David Lodge is an English author born in 1935; he was brought up as a Catholic but has described himself as an “agnostic Catholic”. Catholicism is a major theme in his books. But this subject is addressed in his novels with irony and sarcasm.

The British Museum is falling down is a comic book which recounts a day in the life of a young Catholic couple in the sixties. The biggest problem they have to struggle with is their fertility because the Catholic Church doesn´t allow them to use contraceptives.

Adam Appleby wakes up distressed one November morning. He hasn´t finished his studies yet. He is preparing a thesis about English Literature. He is only twenty five years old, but he is already married with three small children. And his wife, Bárbara, could be pregnant, because her period is three days overdue.

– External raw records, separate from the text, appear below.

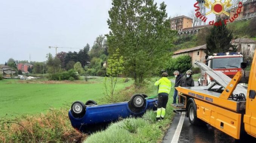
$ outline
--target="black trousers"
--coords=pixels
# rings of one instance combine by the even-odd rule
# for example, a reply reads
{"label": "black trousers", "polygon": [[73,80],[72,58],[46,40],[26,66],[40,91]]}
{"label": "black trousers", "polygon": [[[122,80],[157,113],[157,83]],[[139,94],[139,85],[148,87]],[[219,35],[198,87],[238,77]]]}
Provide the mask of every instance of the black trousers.
{"label": "black trousers", "polygon": [[168,102],[168,95],[163,95],[158,94],[158,100],[157,100],[157,108],[166,108],[166,105]]}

Adams’s major wish is for Catholic Church to change its policy about birth control. In this way he could decide whether to have children or not. Or better, he could decide not to have children any more.

They are practising the “Safe period” method, which is the only contraceptive-system that Catholicism allows them to practise. But this is a mess with a lot of graphics and thermometers in which sexual activity is concentrated in less than a week a month. We can imagine the stress it leads to. Besides, this is a non-reliable method.

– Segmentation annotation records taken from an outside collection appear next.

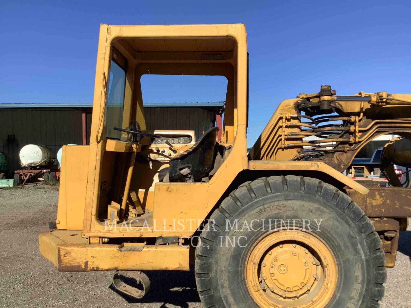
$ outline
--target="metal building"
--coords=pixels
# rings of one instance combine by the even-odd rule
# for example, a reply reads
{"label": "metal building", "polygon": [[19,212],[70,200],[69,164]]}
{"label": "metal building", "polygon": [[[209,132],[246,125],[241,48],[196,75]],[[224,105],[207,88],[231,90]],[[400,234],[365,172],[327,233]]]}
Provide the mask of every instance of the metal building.
{"label": "metal building", "polygon": [[[9,156],[9,177],[21,168],[23,147],[46,145],[54,154],[64,145],[88,144],[92,103],[0,103],[0,152]],[[224,102],[148,103],[144,112],[148,129],[189,129],[196,138],[203,130],[221,126]],[[220,131],[222,130],[220,130]]]}

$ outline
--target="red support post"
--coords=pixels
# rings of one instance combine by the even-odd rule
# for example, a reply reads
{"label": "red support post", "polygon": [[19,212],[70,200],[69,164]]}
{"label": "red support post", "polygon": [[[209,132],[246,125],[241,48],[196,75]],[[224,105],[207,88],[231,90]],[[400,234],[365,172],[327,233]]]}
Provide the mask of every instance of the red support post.
{"label": "red support post", "polygon": [[217,138],[217,140],[219,142],[221,141],[221,134],[223,132],[223,122],[221,115],[221,113],[217,113],[215,116],[217,126],[219,129],[218,130],[218,136]]}
{"label": "red support post", "polygon": [[83,118],[83,145],[86,145],[87,144],[87,114],[85,109],[83,110],[82,116]]}

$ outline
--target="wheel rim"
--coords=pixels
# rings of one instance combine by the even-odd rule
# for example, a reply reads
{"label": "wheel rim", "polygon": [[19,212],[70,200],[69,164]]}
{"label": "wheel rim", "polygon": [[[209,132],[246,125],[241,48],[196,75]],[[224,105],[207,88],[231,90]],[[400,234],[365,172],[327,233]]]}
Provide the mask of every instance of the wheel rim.
{"label": "wheel rim", "polygon": [[327,244],[305,230],[265,234],[251,248],[247,287],[261,307],[325,307],[335,291],[338,269]]}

So Adam leaves home in distress. In the door way, he founds a mysterious letter addressed to him. He takes his dilapidated scooter and heads to the British Museum.

He arrives late at the library; there he meets Camel, a friend who is preparing a thesis “as long as anyone can remember”. Adam enjoys chatting with Camel about what they would do if they were “Prime Ministers”.
But he is very worried about his wife´s possible pregnancy, and phones her constantly.

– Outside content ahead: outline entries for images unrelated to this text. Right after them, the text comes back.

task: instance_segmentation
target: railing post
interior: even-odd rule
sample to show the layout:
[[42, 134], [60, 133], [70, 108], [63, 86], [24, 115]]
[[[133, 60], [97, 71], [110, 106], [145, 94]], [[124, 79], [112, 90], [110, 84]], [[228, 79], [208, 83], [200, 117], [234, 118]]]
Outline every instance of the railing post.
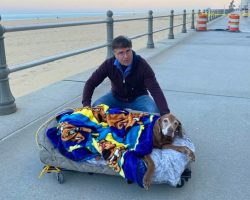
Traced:
[[8, 115], [16, 112], [16, 104], [10, 91], [3, 35], [4, 27], [0, 24], [0, 115]]
[[212, 21], [212, 12], [211, 12], [211, 9], [209, 9], [209, 21]]
[[154, 48], [153, 40], [153, 11], [148, 11], [148, 43], [147, 48]]
[[174, 39], [174, 11], [171, 10], [168, 39]]
[[194, 10], [192, 10], [192, 22], [191, 22], [191, 29], [195, 29], [195, 26], [194, 26]]
[[109, 10], [107, 12], [107, 58], [110, 58], [113, 56], [113, 50], [112, 50], [112, 46], [111, 43], [113, 41], [114, 38], [114, 28], [113, 28], [113, 24], [114, 24], [114, 19], [113, 19], [113, 12], [111, 10]]
[[186, 13], [186, 10], [184, 10], [184, 11], [183, 11], [182, 33], [186, 33], [186, 32], [187, 32], [187, 28], [186, 28], [186, 18], [187, 18], [187, 13]]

In the phone booth, he has several adventures:
·     He meets a fat and rich American man, Adam gets him out of a couple of tight spots.
·    In another occasion Adam picks up the telephone and it’s an important message for the American man. Adam tries to phone the police in order to give him the message but there is a mistake and the policemen understand there is a fire in the British Museum.

When Adam reaches the museum and sees the firemen, he decides to escape as a fugitive. Then he opens the mysterious letter. It is a woman who has an unpublished book written by a dead Catholic author (Mr. Merrymarsh) whose literature is being studied by Adam. He goes to her house. There, the woman shows him the unpublished book, which turns to be an awful pleading about “sexual purity”.
Circumstances make Adam get enclosed with the woman´s daughter, Virginia, who is a teenager oppressed by her mother and who wants to give free rein to her sexual impulses…
On the other hand, Virginia has some stuff in which Merrymarsh shows his most impure side. She promises Adam to give him this stuff in exchange for sex.
If you want to know what happens then, you´d better read the book.

Much of action takes place in the library of The British Museum, which must be an imposing place.

I found the book boring and difficult to read. In the middle of it there are a lot of Adam´s dreams and meanderings which seemed absurd to me. Perhaps because I don´t understand English humour.

The central problem also seemed to me absurd, maybe it is due to the time in which we are living now. If you don´t really want to have more children, use contraception. Who cares what the Pope says?

On the other hand, I agree with David Lodge that Catholicism should change its birth control policy, and provide contraceptives to those disadvantaged areas in which they work helping people.
I should say I´ve never liked comic books, films or TV-programmes. Besides, English humour seems ridiculous to me.
Rosa Menéndez. Advanced level. Year 2

1 comments:

  1. Pity you didn't really like it, Rosa, I still think it's a great book.
    Thanks a million for your summary!